We humans are basically pretty simple creatures. We just don’t like to admit it. We often sit in the same place in public and private places. We follow the same routes of travel to our regular destinations. We like routine and regularity. We prefer predictability in lieu of surprises and the unknown. When we don’t have to expend time or energy on daily mundane tasks, our lives are easier and less stressful. It goes without saying that the BHO administration has caused interminable stress in the form of partisan politics and orchestrated divisiveness. His legacy will be class warfare and the revival of racial tension in America. The Office of President should not be fraught with so much tension and controversy concerning the execution of its duties and privileges. The voting public has however expressed its tolerance of personal misbehavior and sexual shenanigans so long as the person in office is minding the store and still getting the job done. Conversely, Americans don’t care much for anyone who can’t perform the duties they were selected to execute regardless of how hip, slick and cool they appear to be.

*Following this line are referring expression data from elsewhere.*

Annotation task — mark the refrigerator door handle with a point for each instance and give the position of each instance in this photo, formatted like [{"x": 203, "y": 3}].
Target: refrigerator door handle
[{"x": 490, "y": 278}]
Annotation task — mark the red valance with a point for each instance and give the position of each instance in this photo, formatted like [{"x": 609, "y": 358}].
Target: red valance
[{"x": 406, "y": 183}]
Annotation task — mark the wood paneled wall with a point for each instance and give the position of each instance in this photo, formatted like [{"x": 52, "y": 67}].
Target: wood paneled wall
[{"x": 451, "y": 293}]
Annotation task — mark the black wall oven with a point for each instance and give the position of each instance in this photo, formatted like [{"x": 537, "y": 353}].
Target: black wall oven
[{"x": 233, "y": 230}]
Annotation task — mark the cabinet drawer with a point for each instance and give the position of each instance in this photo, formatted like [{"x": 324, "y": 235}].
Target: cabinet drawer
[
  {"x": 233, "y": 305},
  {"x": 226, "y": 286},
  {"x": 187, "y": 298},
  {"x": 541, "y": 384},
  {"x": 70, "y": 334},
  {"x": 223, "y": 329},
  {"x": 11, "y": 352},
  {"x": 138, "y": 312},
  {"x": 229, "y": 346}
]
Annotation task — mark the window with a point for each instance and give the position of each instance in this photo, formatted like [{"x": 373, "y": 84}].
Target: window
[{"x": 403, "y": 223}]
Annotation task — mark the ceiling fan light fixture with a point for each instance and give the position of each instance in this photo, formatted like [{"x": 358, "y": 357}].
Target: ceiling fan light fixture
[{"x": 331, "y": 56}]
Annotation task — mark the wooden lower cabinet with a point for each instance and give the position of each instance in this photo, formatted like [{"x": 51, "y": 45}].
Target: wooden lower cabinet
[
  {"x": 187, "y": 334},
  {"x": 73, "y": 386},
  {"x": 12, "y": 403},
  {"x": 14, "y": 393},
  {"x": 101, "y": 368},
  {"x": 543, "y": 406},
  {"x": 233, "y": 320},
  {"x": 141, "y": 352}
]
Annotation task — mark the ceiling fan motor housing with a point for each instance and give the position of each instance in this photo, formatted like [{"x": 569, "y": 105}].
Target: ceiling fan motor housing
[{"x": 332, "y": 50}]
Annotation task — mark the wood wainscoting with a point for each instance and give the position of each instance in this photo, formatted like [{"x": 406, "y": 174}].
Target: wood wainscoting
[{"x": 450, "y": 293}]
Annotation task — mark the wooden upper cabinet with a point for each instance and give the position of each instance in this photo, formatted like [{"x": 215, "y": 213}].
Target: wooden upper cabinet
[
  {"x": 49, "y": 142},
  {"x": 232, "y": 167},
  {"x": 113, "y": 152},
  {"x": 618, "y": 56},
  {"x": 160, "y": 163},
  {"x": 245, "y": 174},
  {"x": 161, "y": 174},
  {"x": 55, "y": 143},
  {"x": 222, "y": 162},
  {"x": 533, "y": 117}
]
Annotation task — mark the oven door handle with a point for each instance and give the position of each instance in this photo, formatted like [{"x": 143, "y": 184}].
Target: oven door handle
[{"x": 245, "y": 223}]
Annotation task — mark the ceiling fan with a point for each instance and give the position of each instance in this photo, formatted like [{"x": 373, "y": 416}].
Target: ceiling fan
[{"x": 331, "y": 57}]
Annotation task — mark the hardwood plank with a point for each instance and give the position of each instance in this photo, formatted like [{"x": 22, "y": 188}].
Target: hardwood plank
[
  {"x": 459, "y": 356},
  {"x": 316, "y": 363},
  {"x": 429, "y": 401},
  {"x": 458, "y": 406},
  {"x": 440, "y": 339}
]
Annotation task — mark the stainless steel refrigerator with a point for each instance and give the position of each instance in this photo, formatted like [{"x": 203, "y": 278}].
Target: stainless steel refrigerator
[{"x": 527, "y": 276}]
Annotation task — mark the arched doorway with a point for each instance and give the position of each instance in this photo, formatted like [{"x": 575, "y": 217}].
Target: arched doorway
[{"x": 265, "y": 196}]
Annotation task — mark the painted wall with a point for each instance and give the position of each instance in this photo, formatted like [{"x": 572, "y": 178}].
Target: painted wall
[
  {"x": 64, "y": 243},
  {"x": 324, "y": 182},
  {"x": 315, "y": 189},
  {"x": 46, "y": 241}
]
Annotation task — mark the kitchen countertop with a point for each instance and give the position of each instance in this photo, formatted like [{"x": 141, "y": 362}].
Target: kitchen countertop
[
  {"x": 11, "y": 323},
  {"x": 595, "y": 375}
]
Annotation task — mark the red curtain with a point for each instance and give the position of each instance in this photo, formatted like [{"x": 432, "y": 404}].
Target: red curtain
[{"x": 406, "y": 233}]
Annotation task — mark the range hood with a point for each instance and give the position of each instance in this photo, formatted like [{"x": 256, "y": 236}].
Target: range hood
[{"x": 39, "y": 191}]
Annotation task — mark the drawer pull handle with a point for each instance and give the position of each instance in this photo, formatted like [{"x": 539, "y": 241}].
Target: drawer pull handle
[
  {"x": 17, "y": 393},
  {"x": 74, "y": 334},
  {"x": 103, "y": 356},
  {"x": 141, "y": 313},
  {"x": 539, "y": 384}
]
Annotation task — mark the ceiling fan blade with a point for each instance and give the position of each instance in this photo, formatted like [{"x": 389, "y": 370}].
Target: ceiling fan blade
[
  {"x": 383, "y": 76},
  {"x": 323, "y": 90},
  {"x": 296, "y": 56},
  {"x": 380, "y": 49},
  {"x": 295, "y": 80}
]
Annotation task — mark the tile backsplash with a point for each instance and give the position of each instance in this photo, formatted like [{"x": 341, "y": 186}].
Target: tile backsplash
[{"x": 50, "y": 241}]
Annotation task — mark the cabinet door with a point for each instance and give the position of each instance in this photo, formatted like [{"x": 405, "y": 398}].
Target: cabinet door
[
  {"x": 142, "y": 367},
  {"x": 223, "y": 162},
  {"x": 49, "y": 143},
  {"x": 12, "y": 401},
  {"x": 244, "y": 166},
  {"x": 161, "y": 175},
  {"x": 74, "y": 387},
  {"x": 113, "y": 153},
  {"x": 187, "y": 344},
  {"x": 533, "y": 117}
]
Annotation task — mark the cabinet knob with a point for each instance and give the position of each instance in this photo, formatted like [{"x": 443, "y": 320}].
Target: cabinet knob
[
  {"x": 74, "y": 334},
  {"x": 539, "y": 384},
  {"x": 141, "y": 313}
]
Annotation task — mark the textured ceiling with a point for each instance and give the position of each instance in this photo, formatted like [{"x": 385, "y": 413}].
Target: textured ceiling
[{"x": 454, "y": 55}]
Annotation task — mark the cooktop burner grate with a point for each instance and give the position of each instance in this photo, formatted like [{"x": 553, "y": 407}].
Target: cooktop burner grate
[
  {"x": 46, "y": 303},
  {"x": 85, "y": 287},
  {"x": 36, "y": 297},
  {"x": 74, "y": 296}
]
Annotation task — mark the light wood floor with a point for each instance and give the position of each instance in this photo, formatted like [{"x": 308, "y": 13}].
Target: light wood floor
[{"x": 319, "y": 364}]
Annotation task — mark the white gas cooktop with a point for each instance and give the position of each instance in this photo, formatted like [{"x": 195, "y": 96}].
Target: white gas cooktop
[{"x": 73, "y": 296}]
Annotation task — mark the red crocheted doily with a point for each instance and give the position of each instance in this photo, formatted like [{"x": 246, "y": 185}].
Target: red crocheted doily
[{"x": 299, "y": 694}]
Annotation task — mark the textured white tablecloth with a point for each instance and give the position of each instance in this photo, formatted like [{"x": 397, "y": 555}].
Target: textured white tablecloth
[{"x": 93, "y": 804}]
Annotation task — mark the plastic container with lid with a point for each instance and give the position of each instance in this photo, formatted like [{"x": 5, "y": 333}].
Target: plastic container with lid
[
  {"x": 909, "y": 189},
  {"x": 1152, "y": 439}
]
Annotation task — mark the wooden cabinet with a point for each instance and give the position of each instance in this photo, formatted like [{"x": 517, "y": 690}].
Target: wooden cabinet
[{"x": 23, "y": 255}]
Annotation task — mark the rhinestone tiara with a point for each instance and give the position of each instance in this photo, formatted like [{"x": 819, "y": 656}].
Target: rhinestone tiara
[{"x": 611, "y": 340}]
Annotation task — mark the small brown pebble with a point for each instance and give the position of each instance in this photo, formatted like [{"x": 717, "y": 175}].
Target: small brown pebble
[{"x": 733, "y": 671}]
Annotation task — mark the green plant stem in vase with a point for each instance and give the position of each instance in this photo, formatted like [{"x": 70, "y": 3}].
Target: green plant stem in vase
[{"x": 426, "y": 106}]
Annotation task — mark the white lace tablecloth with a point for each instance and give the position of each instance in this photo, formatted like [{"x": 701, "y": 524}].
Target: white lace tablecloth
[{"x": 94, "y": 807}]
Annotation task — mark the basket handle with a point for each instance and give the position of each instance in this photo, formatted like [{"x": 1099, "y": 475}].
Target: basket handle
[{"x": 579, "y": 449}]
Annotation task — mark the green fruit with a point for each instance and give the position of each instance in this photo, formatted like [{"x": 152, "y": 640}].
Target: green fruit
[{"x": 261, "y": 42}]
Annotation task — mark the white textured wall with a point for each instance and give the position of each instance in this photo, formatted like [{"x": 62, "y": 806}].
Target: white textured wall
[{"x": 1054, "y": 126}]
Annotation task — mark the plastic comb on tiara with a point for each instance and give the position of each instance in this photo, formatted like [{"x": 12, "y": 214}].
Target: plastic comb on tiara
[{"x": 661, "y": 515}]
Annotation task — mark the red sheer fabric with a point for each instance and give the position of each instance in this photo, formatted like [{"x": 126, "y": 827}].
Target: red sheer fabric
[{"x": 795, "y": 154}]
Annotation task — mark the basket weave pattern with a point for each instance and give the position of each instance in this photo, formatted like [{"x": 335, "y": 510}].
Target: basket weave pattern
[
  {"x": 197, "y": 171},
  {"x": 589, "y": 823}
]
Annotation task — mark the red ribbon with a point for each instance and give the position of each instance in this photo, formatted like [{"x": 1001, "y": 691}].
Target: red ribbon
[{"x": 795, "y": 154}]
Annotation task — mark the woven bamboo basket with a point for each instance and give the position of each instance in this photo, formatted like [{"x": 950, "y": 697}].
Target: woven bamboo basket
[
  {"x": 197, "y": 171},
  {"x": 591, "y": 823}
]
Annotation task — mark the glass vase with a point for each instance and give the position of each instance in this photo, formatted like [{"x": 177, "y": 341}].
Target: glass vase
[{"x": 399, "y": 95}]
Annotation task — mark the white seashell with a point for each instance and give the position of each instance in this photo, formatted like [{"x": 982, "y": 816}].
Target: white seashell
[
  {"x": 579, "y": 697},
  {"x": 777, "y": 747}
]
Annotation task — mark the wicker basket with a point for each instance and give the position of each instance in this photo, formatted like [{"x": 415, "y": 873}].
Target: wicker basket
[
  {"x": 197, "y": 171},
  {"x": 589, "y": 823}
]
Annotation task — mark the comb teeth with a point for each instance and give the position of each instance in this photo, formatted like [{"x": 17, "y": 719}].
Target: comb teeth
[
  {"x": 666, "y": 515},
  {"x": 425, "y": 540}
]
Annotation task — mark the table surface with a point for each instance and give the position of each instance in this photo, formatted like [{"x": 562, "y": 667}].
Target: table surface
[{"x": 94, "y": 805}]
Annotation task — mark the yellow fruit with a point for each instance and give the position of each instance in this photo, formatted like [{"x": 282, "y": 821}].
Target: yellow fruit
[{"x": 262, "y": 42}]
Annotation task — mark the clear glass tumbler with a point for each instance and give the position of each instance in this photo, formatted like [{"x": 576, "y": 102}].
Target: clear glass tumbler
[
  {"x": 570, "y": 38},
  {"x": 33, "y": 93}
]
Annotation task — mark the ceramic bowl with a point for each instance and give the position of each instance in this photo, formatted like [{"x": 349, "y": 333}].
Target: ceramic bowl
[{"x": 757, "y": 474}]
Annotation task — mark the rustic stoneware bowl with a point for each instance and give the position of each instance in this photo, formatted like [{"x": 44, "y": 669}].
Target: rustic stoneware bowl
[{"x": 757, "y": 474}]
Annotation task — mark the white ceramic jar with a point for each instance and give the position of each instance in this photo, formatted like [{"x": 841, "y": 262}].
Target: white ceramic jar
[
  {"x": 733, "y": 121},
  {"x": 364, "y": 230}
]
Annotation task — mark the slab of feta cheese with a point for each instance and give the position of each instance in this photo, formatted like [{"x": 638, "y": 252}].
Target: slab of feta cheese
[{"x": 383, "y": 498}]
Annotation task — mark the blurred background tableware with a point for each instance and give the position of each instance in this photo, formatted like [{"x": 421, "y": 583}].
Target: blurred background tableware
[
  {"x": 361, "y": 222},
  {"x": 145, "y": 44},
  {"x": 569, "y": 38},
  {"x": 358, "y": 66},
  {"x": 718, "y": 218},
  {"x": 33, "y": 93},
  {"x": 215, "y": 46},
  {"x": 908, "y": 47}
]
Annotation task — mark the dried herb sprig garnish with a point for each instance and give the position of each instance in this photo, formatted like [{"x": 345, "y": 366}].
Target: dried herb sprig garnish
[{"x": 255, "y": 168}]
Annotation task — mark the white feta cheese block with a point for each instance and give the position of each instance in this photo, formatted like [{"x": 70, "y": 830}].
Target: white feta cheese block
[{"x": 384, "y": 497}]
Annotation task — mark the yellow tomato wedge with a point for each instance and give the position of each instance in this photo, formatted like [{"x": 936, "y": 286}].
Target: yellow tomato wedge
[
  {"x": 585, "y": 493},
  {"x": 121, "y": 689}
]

The human characteristics of routine and rational discernment make up the moderate middle of the American electorate. Although they will readily give an underdog a chance, they also promptly recognize ineptitude and incompetence as easily as raindrops on a kitchen window in the face of sunshine. They cannot and will not ignore the obvious. Whether you call them swing voters or independents, they have too much common sense coupled with a simple understanding of how things are supposed to work to ignore the obvious. They’re not stupid or lazy. Fortunately for those among us who do not miss an opportunity to communicate our pointless opinions and expressions of disgust or outrage, this quiet majority is in control and will do what needs to be done just as sure as they would close an open front door on a cold and frosty night.